Tuesday, 4 December 2007

Mouldering on...

20 days and counting....

Last night we had the Christmas Carols on the sound system at the bar during the weekly pot-luck event. Aah! Frank Sinatra 'I'm dreaming of a white Christmas' vied with the South American classic 'Feliz Navidad'. It's getting closer folks.

Finally this morning the rain has stopped and the sun is out again. It is certainly taking a toll on our large sun shade. The grey and green mould is well established over the whole thing and before very long we will have to face the task of removing and scrubbing the entire edifice. Not my favourite job. Last year we resorted to bleach which worked very well but this year we have been recommended to use Oxi-clean, so I'll let you know how we get on.

It is important to get all the mould off in order to prevent any spores coming below once we roll and store it prior to going out sailing again. The spores can spread and I really do not want to deal with a major mould outbreak below decks.

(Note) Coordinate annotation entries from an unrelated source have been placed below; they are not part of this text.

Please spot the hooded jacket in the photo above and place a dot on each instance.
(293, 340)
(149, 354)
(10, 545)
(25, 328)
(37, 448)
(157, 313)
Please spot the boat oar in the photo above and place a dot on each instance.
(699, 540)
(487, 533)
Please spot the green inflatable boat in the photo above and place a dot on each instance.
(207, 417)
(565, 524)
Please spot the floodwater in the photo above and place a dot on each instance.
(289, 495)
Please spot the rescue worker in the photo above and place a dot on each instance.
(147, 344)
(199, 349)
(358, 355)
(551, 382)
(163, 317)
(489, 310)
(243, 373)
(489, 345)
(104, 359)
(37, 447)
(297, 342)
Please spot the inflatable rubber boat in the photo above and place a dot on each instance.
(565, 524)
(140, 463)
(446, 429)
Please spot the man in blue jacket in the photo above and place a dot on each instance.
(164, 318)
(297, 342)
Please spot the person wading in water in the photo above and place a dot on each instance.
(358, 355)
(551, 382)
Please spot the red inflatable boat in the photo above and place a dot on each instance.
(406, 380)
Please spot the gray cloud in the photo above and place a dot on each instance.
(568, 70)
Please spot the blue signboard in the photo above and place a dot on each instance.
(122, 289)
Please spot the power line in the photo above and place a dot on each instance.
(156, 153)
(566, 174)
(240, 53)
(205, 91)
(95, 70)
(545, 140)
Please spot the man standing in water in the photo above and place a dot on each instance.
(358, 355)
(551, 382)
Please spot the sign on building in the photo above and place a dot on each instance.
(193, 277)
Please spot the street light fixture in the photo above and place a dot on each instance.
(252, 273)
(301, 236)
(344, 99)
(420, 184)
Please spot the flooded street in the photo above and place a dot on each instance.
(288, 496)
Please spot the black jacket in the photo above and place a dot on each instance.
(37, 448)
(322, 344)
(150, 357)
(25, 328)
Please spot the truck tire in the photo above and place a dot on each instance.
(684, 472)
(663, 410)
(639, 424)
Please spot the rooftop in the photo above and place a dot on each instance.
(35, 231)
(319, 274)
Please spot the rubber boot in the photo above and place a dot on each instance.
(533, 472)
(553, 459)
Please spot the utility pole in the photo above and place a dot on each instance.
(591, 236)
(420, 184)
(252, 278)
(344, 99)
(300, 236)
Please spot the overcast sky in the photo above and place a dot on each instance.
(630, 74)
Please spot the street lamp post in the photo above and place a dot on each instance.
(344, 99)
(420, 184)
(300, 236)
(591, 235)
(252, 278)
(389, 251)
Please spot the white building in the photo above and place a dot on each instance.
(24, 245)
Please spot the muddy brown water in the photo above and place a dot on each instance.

The topside of the boat has been looking rather weary after the long rainy season so cleaning has begun. I am taking it slowly! The cockpit has come up well and the green slime is starting to be banished piece by piece from the side decks. It is such a grotty job! What is obvious is that we really need to start thinking about repainting the topside where the paint seems to be wearing thin and starting to look a little patchy. that will be a major job I fear.

I notice that the big yankee sail, which is roller furled has some greening on the lower part. Thankfully it seems confined to the UV sacrificial strip. Hopefully that will also respond to a gentle scrub!

We have a couple of small repairs to the teak deck that need doing, finally we have acquired a suitable sized piece of wood and TBH is gearing himself up for some fine woodworking projects.

Below decks have done very well through the humid tropical rainy season, despite no air-conditioning! A little mould growth on the wood that has less access to a good airflow, ie behind doors etc, but really no major problems. I am pleased with the electric fans, they seem to have boosted the natural ventilation enough to keep things well aired below.

This is the end of our third rainy season in the tropics. It is encouraging how well the boat and her contents have stood up to the demanding weather conditions. It shows how well Chuck Paine designed her. He deserves an'Oscar' for this boat in my opinion. Every aspect of life on board appears to have been well thought through and executed. Thank you so much Mr Paine... and a very Merry Christmas!